Juros futuros voltam a embutir prêmio e testam os 13% com ‘Trump trade’ e incerteza fiscal

Os juros futuros voltaram a ganhar prêmios nesta quarta-feira, com o DI Jan29 cravando nos 13,0% no pior momento do dia. As taxas longas acompanharam o avanço dos juros dos Treasuries, com o mercado dobrando a aposta no “Trump trade”, ou seja, na vitória do republicano nas eleições à presidência dos EUA.

O cenário doméstico também não ajudou, com investidores repercutindo o relatório do FMI, que piorou as projeções fiscais do país, e as declarações duras do diretor do BC Paulo Picchetti, que afirmou que há “razões claras” para começar um ciclo de alta dos juros no Brasil.

Na mesma linha, Campos Neto reforçou a mensagem de que o Copom deve apertar o passo em novembro, o que deu gás para a ponta curta da curva subir. “É importante convencer o mercado de que vamos fazer o que for preciso para inflação convergir para meta”, disse o presidente do BC.

No fechamento, o DI Jan/26 marcava 12,765% (de 12,690% no fechamento de ontem); Jan/27 a 12,960% (12,850%); Jan/29 a 12,975% (12,855%); Jan/31 a 12,930% (12,810%); Jan/33 a 12,850% (12,740%).

(Téo Takar)

Dólar tem alívio pontual com entrada de capital externo; ‘Trump trade’ e risco fiscal impedem queda maior

O dólar à vista encerrou a quarta-feira em leve baixa, apoiado por um fluxo pontual de entrada de capital externo à tarde, que aliviou o viés de alta visto durante boa parte da sessão.

O avanço da moeda americana sobre os pares no exterior, com investidores se posicionando para uma eventual vitória de Trump nos EUA, e a incerteza fiscal doméstica continuam sustentando o câmbio na casa dos R$ 5,70 e impedem um recuo maior.

Além disso, a queda expressiva nos preços do petróleo e do minério de ferro pesaram contra o real.

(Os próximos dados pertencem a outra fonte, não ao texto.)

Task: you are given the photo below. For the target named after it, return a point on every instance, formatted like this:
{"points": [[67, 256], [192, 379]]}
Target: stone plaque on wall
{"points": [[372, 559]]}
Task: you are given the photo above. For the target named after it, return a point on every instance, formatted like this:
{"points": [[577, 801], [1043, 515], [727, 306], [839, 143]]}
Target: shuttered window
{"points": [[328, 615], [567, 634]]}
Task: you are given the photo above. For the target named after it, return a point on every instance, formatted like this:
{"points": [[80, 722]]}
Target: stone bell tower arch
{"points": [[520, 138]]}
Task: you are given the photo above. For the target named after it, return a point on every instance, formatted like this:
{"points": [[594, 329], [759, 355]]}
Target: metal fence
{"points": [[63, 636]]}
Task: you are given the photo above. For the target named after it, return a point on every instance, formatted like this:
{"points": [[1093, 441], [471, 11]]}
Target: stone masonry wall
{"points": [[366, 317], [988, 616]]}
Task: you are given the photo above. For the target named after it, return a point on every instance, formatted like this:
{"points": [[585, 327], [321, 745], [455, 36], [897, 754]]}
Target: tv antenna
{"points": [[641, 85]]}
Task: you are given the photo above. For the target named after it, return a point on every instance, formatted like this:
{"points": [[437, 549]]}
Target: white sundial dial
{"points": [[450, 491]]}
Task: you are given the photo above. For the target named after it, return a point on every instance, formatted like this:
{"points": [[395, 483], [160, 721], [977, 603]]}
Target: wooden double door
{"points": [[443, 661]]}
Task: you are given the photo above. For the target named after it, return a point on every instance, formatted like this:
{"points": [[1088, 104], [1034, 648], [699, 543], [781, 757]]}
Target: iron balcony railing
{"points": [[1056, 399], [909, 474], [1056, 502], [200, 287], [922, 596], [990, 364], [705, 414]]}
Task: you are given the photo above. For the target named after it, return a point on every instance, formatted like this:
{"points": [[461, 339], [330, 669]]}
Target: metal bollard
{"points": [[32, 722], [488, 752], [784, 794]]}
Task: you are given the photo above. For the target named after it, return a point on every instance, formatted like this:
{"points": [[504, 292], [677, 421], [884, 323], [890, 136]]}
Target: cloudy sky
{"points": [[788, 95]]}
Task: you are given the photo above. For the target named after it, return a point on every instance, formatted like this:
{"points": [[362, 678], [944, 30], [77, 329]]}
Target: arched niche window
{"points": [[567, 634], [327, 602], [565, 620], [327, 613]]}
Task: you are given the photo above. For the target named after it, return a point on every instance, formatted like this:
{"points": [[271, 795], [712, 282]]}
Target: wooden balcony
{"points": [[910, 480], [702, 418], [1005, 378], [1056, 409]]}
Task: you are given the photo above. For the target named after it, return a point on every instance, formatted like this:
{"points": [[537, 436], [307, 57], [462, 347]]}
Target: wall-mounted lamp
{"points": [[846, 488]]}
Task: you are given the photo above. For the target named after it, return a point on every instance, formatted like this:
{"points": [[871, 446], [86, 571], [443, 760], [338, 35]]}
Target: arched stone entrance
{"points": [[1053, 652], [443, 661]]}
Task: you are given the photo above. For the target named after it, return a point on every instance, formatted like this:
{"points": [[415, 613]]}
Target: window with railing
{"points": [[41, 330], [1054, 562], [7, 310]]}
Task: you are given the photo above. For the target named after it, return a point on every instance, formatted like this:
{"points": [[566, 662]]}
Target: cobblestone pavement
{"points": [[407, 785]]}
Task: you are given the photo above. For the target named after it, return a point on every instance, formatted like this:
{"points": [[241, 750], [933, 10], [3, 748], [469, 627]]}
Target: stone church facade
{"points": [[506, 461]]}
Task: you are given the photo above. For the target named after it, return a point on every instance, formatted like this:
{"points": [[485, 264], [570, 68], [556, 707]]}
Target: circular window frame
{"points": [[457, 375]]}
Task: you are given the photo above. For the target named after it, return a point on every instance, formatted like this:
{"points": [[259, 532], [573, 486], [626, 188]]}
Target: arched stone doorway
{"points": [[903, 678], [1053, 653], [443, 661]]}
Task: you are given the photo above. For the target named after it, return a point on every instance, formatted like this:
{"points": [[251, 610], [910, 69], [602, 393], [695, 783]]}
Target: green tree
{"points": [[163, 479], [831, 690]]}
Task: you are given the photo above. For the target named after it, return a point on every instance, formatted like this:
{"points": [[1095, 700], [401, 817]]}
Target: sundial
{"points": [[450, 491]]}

O dólar à vista fechou em baixa de 0,08%, a R$ 5,6928, após oscilar entre R$ 5,6858 e R$ 5,7323. Às 17h05, o dólar futuro para novembro caía 0,03%, a R$ 5,6985. Lá fora, o índice DXY subia 0,30%, aos 104,391 pontos. O euro recuava 0,12%, a US$ 1,0785. E a libra perdia 0,39%, a US$ 1,2932.

No Japão, o dólar subia 1,04%, a 152,63 ienes.

(Téo Takar)

Eletrobras recua sob pressão da alta dos DIs

Papéis da Eletrobras recuam, pressionados pela alta dos DIs, o que também afeta ativos de outras empresas do setor elétrico.

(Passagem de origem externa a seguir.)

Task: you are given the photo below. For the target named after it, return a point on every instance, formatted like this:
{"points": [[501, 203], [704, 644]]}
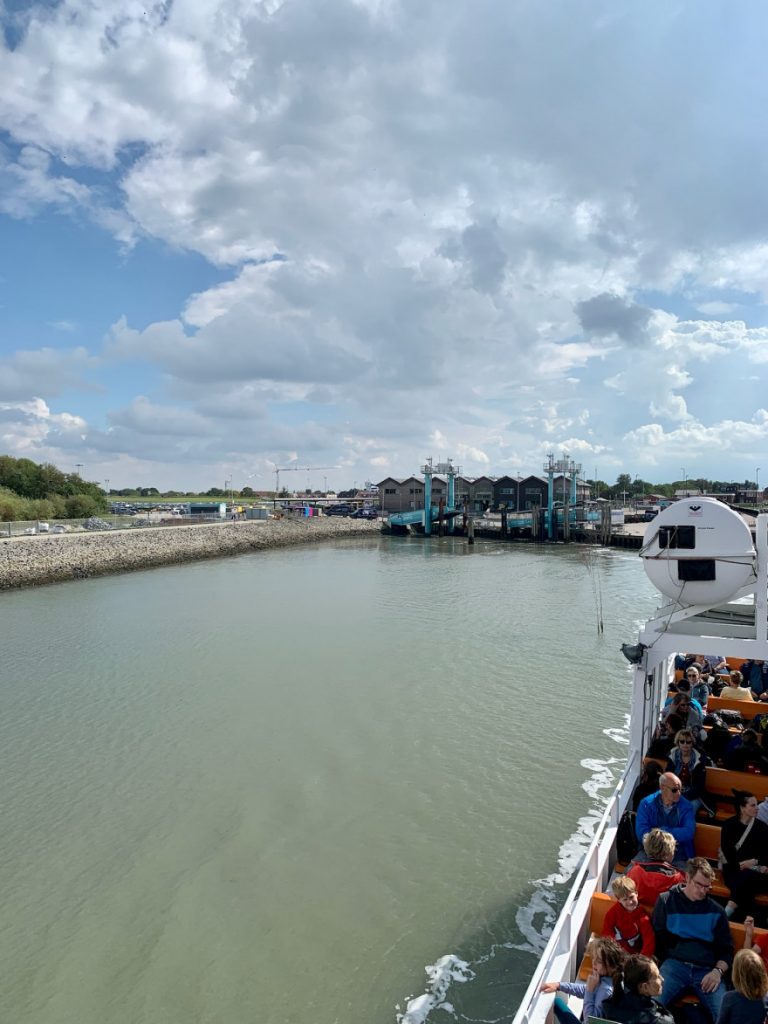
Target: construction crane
{"points": [[296, 469]]}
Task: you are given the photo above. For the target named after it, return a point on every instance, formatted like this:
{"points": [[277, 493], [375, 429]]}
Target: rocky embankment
{"points": [[26, 561]]}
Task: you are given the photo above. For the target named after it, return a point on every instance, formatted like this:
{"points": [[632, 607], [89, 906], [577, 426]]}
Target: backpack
{"points": [[731, 718], [627, 844]]}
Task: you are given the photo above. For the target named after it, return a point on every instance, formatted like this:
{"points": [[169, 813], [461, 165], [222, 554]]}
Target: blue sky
{"points": [[354, 233]]}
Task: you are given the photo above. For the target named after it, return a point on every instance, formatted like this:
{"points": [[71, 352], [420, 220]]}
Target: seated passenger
{"points": [[717, 665], [607, 962], [693, 940], [664, 737], [684, 686], [635, 996], [745, 1005], [692, 717], [699, 684], [654, 875], [627, 923], [757, 942], [743, 842], [736, 689], [756, 677], [670, 811], [648, 782], [689, 764]]}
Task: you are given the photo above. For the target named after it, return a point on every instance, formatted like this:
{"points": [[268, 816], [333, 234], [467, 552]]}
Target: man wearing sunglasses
{"points": [[670, 811], [693, 940]]}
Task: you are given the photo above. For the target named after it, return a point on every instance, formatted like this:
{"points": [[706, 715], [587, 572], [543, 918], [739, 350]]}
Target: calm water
{"points": [[274, 788]]}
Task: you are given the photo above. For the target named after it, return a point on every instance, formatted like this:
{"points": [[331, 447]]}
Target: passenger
{"points": [[684, 686], [648, 782], [747, 1004], [757, 942], [745, 754], [700, 688], [654, 875], [736, 689], [669, 810], [756, 677], [691, 715], [634, 999], [627, 923], [717, 665], [607, 962], [664, 738], [689, 765], [693, 940], [743, 842]]}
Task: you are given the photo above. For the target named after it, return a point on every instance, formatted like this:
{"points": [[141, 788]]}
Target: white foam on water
{"points": [[537, 918], [446, 970]]}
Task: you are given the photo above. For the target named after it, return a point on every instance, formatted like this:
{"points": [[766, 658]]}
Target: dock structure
{"points": [[562, 520]]}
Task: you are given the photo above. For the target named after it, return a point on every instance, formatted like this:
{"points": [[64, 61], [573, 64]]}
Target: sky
{"points": [[351, 235]]}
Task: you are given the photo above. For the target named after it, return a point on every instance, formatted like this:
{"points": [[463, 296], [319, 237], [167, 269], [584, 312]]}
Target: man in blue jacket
{"points": [[671, 812], [693, 940]]}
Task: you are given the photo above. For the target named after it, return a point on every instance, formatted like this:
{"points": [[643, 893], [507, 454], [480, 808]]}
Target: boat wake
{"points": [[537, 918]]}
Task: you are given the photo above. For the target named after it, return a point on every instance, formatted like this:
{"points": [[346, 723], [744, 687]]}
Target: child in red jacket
{"points": [[627, 923]]}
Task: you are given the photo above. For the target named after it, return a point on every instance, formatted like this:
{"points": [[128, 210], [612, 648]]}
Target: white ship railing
{"points": [[565, 946]]}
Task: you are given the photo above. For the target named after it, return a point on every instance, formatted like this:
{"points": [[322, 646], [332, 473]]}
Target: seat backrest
{"points": [[747, 709], [721, 782]]}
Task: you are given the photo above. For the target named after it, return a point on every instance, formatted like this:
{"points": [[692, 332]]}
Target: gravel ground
{"points": [[26, 561]]}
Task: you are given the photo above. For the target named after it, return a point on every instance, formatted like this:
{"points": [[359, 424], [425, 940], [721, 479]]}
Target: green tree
{"points": [[82, 506]]}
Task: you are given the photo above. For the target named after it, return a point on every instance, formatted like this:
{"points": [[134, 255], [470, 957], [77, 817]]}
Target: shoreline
{"points": [[31, 561]]}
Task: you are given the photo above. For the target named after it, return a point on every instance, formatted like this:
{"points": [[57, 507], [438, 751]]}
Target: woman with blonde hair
{"points": [[655, 875], [607, 964], [735, 690], [745, 1005], [689, 765]]}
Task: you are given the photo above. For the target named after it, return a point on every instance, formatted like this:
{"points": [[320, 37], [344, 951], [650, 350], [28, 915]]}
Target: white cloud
{"points": [[439, 231]]}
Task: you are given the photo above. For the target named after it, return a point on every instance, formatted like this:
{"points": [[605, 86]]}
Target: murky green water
{"points": [[273, 788]]}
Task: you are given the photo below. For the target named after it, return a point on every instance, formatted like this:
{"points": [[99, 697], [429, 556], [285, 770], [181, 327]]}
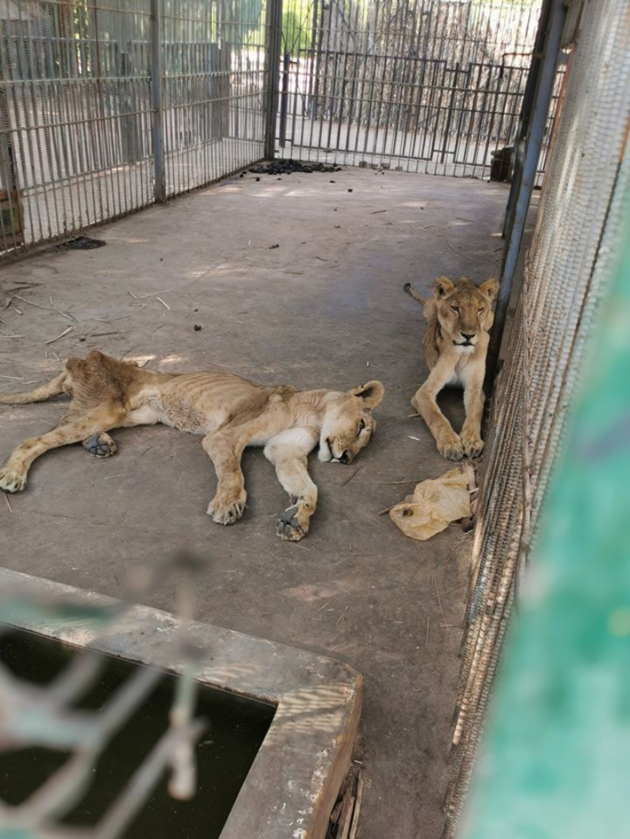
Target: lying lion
{"points": [[459, 317], [230, 412]]}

Por volta das 16h05, Eletrobras ON cedia 2,03%, a R$ 37,72, figurando entre as maiores perdas do Ibovespa. Eletrobras PNB baixava 1,48%, a R$ 41,90. Energisa registrava -1,64 (R$ 42,71). Eneva desvalorizava 1,65%, a R$ 13,74.

O movimento também contamina as ações da Neoenergia, mesmo após a companhia apresentar um balanço considerado acima do esperado. Negociado fora do Ibovespa, o papel da empresa tinha queda de 0,36% (R$ 19,23).